La tante Julia et le scribouillard by Llosa Mario Vargas

La tante Julia et le scribouillard by Llosa Mario Vargas

Auteur:Llosa, Mario Vargas [Llosa, Mario Vargas]
La langue: fra
Format: epub
Tags: Littérature Péruvienne
ISBN: 2070376494
Éditeur: Altocumulus - TAZ
Publié: 1985-05-13T22:00:00+00:00


XI

Les examens semestriels à la faculté s’approchaient et moi qui depuis mes amours avec tante Julia assistais moins aux cours et écrivais plus de nouvelles (pyrrhiques), j’étais mal préparé pour cette épreuve. Mon salut était un camarade de cours, un garçon de Camaná nommé Guillermo Velando. Il vivait dans une pension du centre, du côté de la place Dos de Mayo, et c’était un étudiant modèle qui ne manquait pas un cours, prenait note même de la respiration des professeurs et apprenait par cœur, comme moi les vers, les articles du Code. Il parlait toujours de son village où il avait une fiancée, et il n’espérait qu’être reçu avocat pour quitter Lima, ville qu’il détestait, et s’installer à Camaná où il lutterait pour le progrès de sa terre. Il me prêtait ses notes, me soufflait aux examens et quand ceux-ci me tombaient dessus j’allais chez lui pour qu’il m’administre quelque synthèse miraculeuse de ce qu’on avait fait en cours.
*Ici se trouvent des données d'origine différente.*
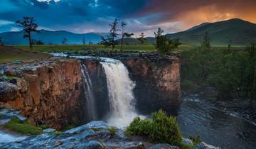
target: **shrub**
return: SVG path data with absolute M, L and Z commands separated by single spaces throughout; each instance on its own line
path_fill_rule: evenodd
M 200 136 L 197 136 L 197 137 L 189 136 L 189 139 L 192 140 L 194 145 L 198 145 L 201 142 L 201 139 Z
M 38 135 L 43 129 L 31 124 L 28 121 L 21 121 L 16 117 L 12 117 L 11 121 L 4 125 L 4 127 L 12 131 L 28 135 Z
M 110 131 L 110 136 L 112 137 L 113 137 L 115 135 L 116 132 L 117 132 L 117 130 L 114 128 L 114 127 L 110 127 L 108 128 L 108 131 Z
M 152 119 L 137 117 L 127 127 L 125 134 L 146 137 L 152 142 L 181 145 L 182 137 L 176 120 L 162 110 L 152 114 Z

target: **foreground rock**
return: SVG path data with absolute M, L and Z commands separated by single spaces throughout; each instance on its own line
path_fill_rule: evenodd
M 42 134 L 21 142 L 1 143 L 0 148 L 144 148 L 142 143 L 130 141 L 121 130 L 113 135 L 110 126 L 102 121 L 63 132 L 60 136 Z

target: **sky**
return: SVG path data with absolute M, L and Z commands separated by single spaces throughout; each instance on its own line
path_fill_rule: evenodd
M 108 32 L 114 18 L 126 31 L 151 36 L 205 22 L 238 18 L 256 23 L 256 0 L 1 0 L 0 33 L 18 31 L 15 21 L 34 17 L 40 29 L 75 33 Z

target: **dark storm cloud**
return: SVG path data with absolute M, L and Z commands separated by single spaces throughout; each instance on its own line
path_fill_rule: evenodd
M 82 26 L 89 29 L 107 24 L 114 18 L 125 18 L 127 14 L 140 9 L 146 0 L 4 0 L 0 10 L 1 20 L 15 22 L 23 16 L 33 16 L 42 28 L 53 30 L 78 31 Z M 109 22 L 103 22 L 107 21 Z M 0 26 L 1 28 L 1 26 Z M 80 28 L 80 31 L 82 31 Z
M 0 32 L 16 31 L 23 16 L 41 28 L 75 33 L 107 32 L 118 18 L 127 30 L 152 35 L 158 27 L 171 33 L 232 18 L 255 23 L 255 0 L 1 0 Z

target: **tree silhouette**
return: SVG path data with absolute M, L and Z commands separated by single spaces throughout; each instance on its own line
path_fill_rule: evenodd
M 63 45 L 67 44 L 68 39 L 66 38 L 63 38 L 61 43 Z
M 1 37 L 0 37 L 0 45 L 4 45 L 3 38 Z
M 122 39 L 121 39 L 121 48 L 120 48 L 120 51 L 122 51 L 122 47 L 123 47 L 123 43 L 124 43 L 124 38 L 127 37 L 131 37 L 132 35 L 133 35 L 133 33 L 126 33 L 124 32 L 124 27 L 127 26 L 127 23 L 125 23 L 124 22 L 122 22 L 121 23 L 121 26 L 122 26 Z
M 201 46 L 210 49 L 210 42 L 211 42 L 210 37 L 208 33 L 206 32 L 205 36 L 203 37 L 203 42 L 201 43 Z
M 112 46 L 112 50 L 114 50 L 114 46 L 116 45 L 116 42 L 114 41 L 114 38 L 117 37 L 119 35 L 117 31 L 119 30 L 117 28 L 118 25 L 118 19 L 115 18 L 114 22 L 110 24 L 110 35 L 107 35 L 107 38 L 105 38 L 102 36 L 102 42 L 105 47 Z
M 146 39 L 144 33 L 142 33 L 139 34 L 139 38 L 137 38 L 137 39 L 141 43 L 141 45 L 143 45 Z
M 31 33 L 33 32 L 39 31 L 37 30 L 38 26 L 34 23 L 35 20 L 33 17 L 23 17 L 22 20 L 18 20 L 16 22 L 17 26 L 23 28 L 24 32 L 23 38 L 28 38 L 29 48 L 32 48 L 32 38 Z
M 85 45 L 85 37 L 82 37 L 82 45 Z
M 164 35 L 163 33 L 164 30 L 160 28 L 158 28 L 156 32 L 154 32 L 156 40 L 155 46 L 161 55 L 164 55 L 175 48 L 178 48 L 178 45 L 181 44 L 179 39 L 168 39 L 166 35 Z
M 111 27 L 110 42 L 110 45 L 112 45 L 112 50 L 114 50 L 116 44 L 116 43 L 114 42 L 114 38 L 117 37 L 117 35 L 119 35 L 117 33 L 117 31 L 119 31 L 119 30 L 117 28 L 117 25 L 118 25 L 117 18 L 115 18 L 114 22 L 110 24 L 110 26 Z

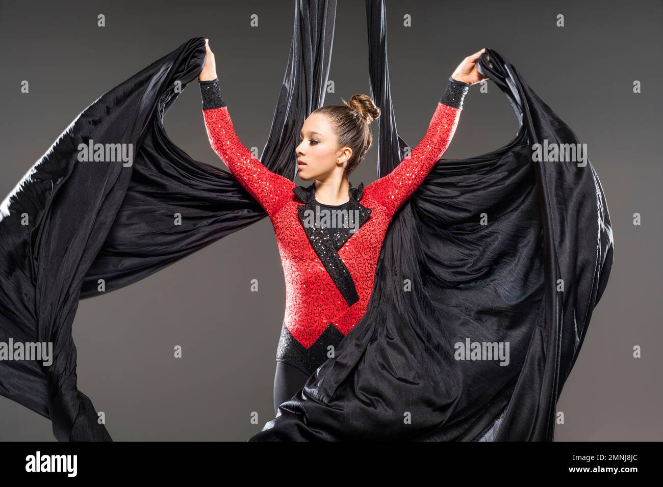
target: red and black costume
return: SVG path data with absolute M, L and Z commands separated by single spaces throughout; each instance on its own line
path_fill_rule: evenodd
M 315 211 L 314 183 L 297 186 L 263 166 L 239 141 L 218 78 L 200 84 L 212 148 L 274 226 L 286 283 L 276 360 L 310 376 L 327 359 L 328 347 L 335 347 L 364 315 L 389 222 L 449 146 L 469 85 L 450 78 L 426 135 L 409 156 L 365 188 L 350 184 L 345 207 L 358 211 L 359 229 L 330 234 L 304 223 L 305 212 Z

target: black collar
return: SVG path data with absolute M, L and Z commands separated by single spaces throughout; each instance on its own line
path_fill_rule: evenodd
M 367 208 L 359 203 L 363 194 L 363 183 L 360 184 L 358 188 L 353 187 L 352 183 L 350 183 L 348 190 L 350 199 L 347 209 L 349 211 L 359 211 L 359 228 L 361 228 L 361 225 L 366 223 L 372 211 L 370 208 Z M 304 220 L 306 215 L 305 212 L 307 210 L 312 210 L 314 212 L 316 211 L 316 184 L 314 182 L 308 186 L 302 186 L 293 188 L 292 192 L 295 193 L 300 201 L 304 203 L 298 207 L 297 212 L 299 221 L 306 233 L 306 237 L 308 237 L 309 242 L 311 243 L 311 245 L 316 253 L 318 254 L 318 256 L 320 258 L 320 261 L 325 266 L 338 290 L 341 292 L 343 297 L 345 299 L 348 305 L 351 305 L 359 301 L 359 298 L 355 287 L 355 282 L 353 281 L 345 264 L 339 256 L 338 250 L 353 233 L 350 232 L 349 227 L 341 227 L 334 238 L 332 239 L 326 229 L 305 225 Z M 356 213 L 354 214 L 356 215 Z M 357 228 L 357 231 L 359 228 Z

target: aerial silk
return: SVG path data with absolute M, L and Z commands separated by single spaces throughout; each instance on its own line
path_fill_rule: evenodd
M 385 3 L 366 6 L 379 176 L 408 146 L 391 104 Z M 295 2 L 261 156 L 293 181 L 299 129 L 324 102 L 335 20 L 333 1 Z M 165 133 L 164 115 L 205 52 L 203 37 L 191 39 L 101 96 L 0 207 L 0 344 L 53 345 L 50 365 L 0 360 L 0 394 L 50 419 L 59 441 L 111 440 L 76 386 L 78 301 L 267 216 L 231 174 Z M 552 440 L 558 398 L 609 275 L 610 219 L 586 158 L 532 156 L 535 144 L 577 143 L 571 129 L 499 53 L 487 49 L 478 65 L 511 103 L 515 138 L 436 166 L 392 221 L 364 317 L 251 440 Z M 91 140 L 131 144 L 133 160 L 78 160 Z M 508 353 L 476 360 L 476 343 Z

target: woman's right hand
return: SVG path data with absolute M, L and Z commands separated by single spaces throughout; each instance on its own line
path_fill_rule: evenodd
M 198 80 L 200 81 L 211 81 L 217 78 L 216 63 L 214 62 L 214 53 L 210 48 L 210 39 L 205 39 L 205 48 L 207 53 L 205 56 L 205 66 L 203 70 L 198 75 Z

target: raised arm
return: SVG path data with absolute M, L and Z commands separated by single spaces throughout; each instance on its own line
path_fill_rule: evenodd
M 230 172 L 272 218 L 296 186 L 269 170 L 239 141 L 219 87 L 219 79 L 198 80 L 210 144 Z
M 382 204 L 390 215 L 414 192 L 447 150 L 469 85 L 450 78 L 424 138 L 391 172 L 366 187 L 367 193 Z

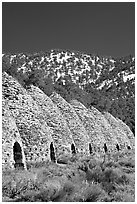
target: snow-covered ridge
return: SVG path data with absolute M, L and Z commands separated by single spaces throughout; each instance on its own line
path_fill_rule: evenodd
M 52 75 L 53 82 L 61 80 L 64 85 L 69 78 L 71 82 L 79 85 L 79 87 L 92 83 L 97 89 L 102 89 L 105 85 L 110 87 L 110 82 L 117 81 L 117 79 L 107 79 L 107 75 L 117 69 L 117 59 L 112 57 L 100 57 L 64 50 L 51 50 L 47 53 L 35 54 L 11 54 L 8 57 L 10 65 L 18 64 L 19 72 L 25 73 L 30 72 L 32 69 L 42 69 L 45 70 L 45 77 L 49 75 L 51 77 Z M 135 58 L 123 59 L 120 63 L 124 66 L 129 60 L 134 62 Z M 119 70 L 119 76 L 117 75 L 116 78 L 122 76 L 123 81 L 126 82 L 127 79 L 135 78 L 133 72 L 134 66 L 129 67 L 128 70 Z

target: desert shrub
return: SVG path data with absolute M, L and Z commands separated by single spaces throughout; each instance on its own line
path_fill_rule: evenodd
M 89 168 L 93 169 L 99 164 L 100 164 L 99 161 L 97 161 L 96 159 L 91 159 L 90 162 L 89 162 Z
M 135 162 L 133 160 L 122 160 L 122 161 L 119 161 L 119 165 L 127 168 L 134 168 Z
M 117 191 L 117 192 L 114 192 L 113 194 L 113 201 L 115 202 L 134 202 L 135 197 L 134 195 L 127 193 L 127 192 Z
M 35 189 L 34 175 L 27 171 L 13 171 L 2 179 L 3 196 L 15 198 L 28 189 Z
M 86 179 L 88 182 L 101 182 L 102 169 L 100 166 L 96 166 L 93 170 L 88 170 L 86 172 Z

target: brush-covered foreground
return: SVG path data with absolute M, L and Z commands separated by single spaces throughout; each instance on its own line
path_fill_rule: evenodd
M 3 172 L 3 202 L 134 202 L 135 160 L 130 150 L 105 161 L 79 154 L 58 163 L 28 163 Z

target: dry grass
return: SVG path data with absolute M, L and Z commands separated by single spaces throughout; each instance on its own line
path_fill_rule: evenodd
M 132 153 L 118 161 L 77 155 L 64 164 L 28 164 L 28 171 L 3 172 L 3 201 L 13 202 L 132 202 L 135 162 Z M 131 159 L 132 158 L 132 159 Z M 64 162 L 65 161 L 65 162 Z

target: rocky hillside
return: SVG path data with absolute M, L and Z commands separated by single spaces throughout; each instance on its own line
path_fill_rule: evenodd
M 121 68 L 123 78 L 117 77 L 119 87 L 122 87 L 120 80 L 126 76 L 125 83 L 134 88 L 133 64 L 128 76 Z M 134 148 L 130 128 L 106 112 L 102 105 L 110 103 L 111 110 L 113 102 L 119 100 L 114 94 L 113 97 L 106 94 L 107 85 L 103 80 L 104 70 L 109 78 L 110 72 L 116 68 L 112 58 L 99 60 L 97 56 L 70 51 L 5 54 L 2 75 L 3 165 L 14 166 L 12 148 L 15 141 L 22 148 L 24 164 L 51 159 L 51 144 L 56 158 L 71 154 L 74 151 L 72 144 L 75 152 L 97 155 L 104 154 L 105 143 L 110 153 L 117 151 L 117 144 L 120 150 Z M 114 90 L 114 83 L 108 86 L 111 85 Z M 121 98 L 134 101 L 134 91 L 133 94 L 125 92 Z

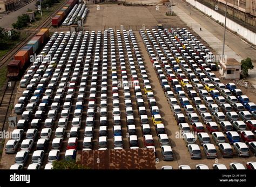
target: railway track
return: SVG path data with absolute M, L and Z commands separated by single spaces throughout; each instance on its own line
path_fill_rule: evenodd
M 59 10 L 60 10 L 62 7 L 66 3 L 66 1 L 65 1 L 59 7 L 56 9 L 55 11 L 52 12 L 52 14 L 49 15 L 47 18 L 44 20 L 44 22 L 42 22 L 36 28 L 34 29 L 29 33 L 28 36 L 26 37 L 26 39 L 19 43 L 17 46 L 14 47 L 12 50 L 11 50 L 8 53 L 7 53 L 5 56 L 3 57 L 0 59 L 0 68 L 4 66 L 8 63 L 10 60 L 12 60 L 14 56 L 22 49 L 31 38 L 35 36 L 35 33 L 38 32 L 42 28 L 49 28 L 51 26 L 51 18 L 52 16 L 55 15 L 55 14 L 58 12 Z
M 8 121 L 9 115 L 10 105 L 13 102 L 15 98 L 14 93 L 17 89 L 17 81 L 9 81 L 8 79 L 7 85 L 2 95 L 0 103 L 0 130 L 3 131 L 4 124 Z

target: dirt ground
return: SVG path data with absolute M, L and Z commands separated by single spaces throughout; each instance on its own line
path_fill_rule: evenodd
M 174 153 L 176 158 L 174 161 L 171 162 L 164 162 L 160 161 L 157 163 L 158 168 L 164 165 L 172 165 L 177 169 L 178 165 L 189 164 L 192 168 L 194 168 L 197 164 L 206 164 L 209 168 L 212 164 L 218 162 L 218 160 L 208 160 L 205 156 L 200 160 L 193 160 L 190 159 L 187 148 L 185 146 L 183 140 L 180 138 L 175 138 L 175 133 L 178 131 L 178 127 L 174 121 L 173 113 L 171 112 L 169 104 L 165 100 L 164 93 L 162 91 L 156 73 L 151 64 L 149 58 L 146 52 L 146 49 L 143 45 L 142 39 L 138 33 L 138 31 L 142 29 L 142 25 L 145 24 L 146 29 L 152 29 L 156 27 L 158 24 L 161 24 L 164 26 L 167 26 L 169 28 L 182 28 L 185 27 L 185 24 L 181 21 L 177 16 L 167 17 L 165 16 L 166 6 L 164 5 L 159 6 L 159 9 L 156 9 L 155 6 L 124 6 L 118 5 L 89 5 L 89 12 L 86 18 L 85 23 L 85 30 L 89 31 L 103 30 L 107 28 L 113 28 L 114 30 L 120 30 L 120 25 L 124 25 L 124 29 L 132 29 L 134 31 L 136 36 L 138 45 L 142 53 L 142 56 L 144 59 L 145 67 L 148 72 L 149 78 L 151 82 L 152 87 L 155 93 L 156 99 L 159 105 L 159 109 L 161 111 L 161 115 L 167 128 L 169 137 L 171 140 Z M 189 29 L 189 28 L 187 28 Z M 60 29 L 62 31 L 64 31 L 64 29 Z M 67 31 L 68 30 L 66 30 Z M 203 41 L 192 30 L 188 29 L 194 36 L 202 42 L 206 47 L 210 49 L 212 52 L 214 53 L 208 45 Z M 218 73 L 216 73 L 218 76 Z M 230 81 L 224 80 L 224 83 L 230 82 Z M 250 100 L 256 102 L 256 97 L 254 96 L 255 90 L 251 89 L 246 89 L 240 86 L 244 93 L 247 95 Z M 22 93 L 19 90 L 19 93 L 17 95 L 19 95 Z M 164 98 L 164 99 L 161 99 Z M 157 149 L 157 151 L 160 151 L 160 148 Z M 4 153 L 3 157 L 4 157 L 2 164 L 3 168 L 8 168 L 6 165 L 3 165 L 3 163 L 6 165 L 8 163 L 12 163 L 15 155 L 9 156 L 6 158 L 6 155 Z M 254 161 L 251 156 L 249 158 L 240 158 L 237 156 L 233 159 L 225 159 L 221 158 L 220 155 L 218 155 L 219 163 L 225 164 L 228 167 L 230 163 L 232 162 L 238 162 L 245 164 L 248 161 Z M 9 166 L 8 165 L 8 167 Z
C’est de sa pension que je venais ce dimanche, après avoir passé trois heures dans la chambre de Guillermo, la tête embrouillée de formules juridiques, effrayé par la quantité de latinismes qu’il fallait me fourrer dans le crâne, quand, atteignant la place San Martin, je vis au loin, sur la façade plombée de Radio Central, la lucarne ouverte du réduit de Pedro Camacho. Naturellement, je décidai d’aller lui dire bonjour. Plus je le fréquentais – bien que nos relations soient toujours limitées à de brèves conversations autour d’une table de café – plus grand était le charme qu’exerçaient sur moi son physique, sa rhétorique, sa personnalité. Tout en traversant la place pour gagner les studios, je pensais une fois de plus à cette volonté de fer qui donnait à l’ascétique homoncule sa capacité de travail, cette aptitude à produire matin et soir, jour et nuit, d’orageuses histoires. À quelque heure du jour où je me le rappelais, je pensais : « Il est en train d’écrire », et je le voyais, comme je l’avais tant de fois vu, frappant avec deux petits doigts rapides les touches de la Remington et regardant le cylindre de ses yeux hallucinés, et je sentais une curiosité mêlé de pitié et d’envie.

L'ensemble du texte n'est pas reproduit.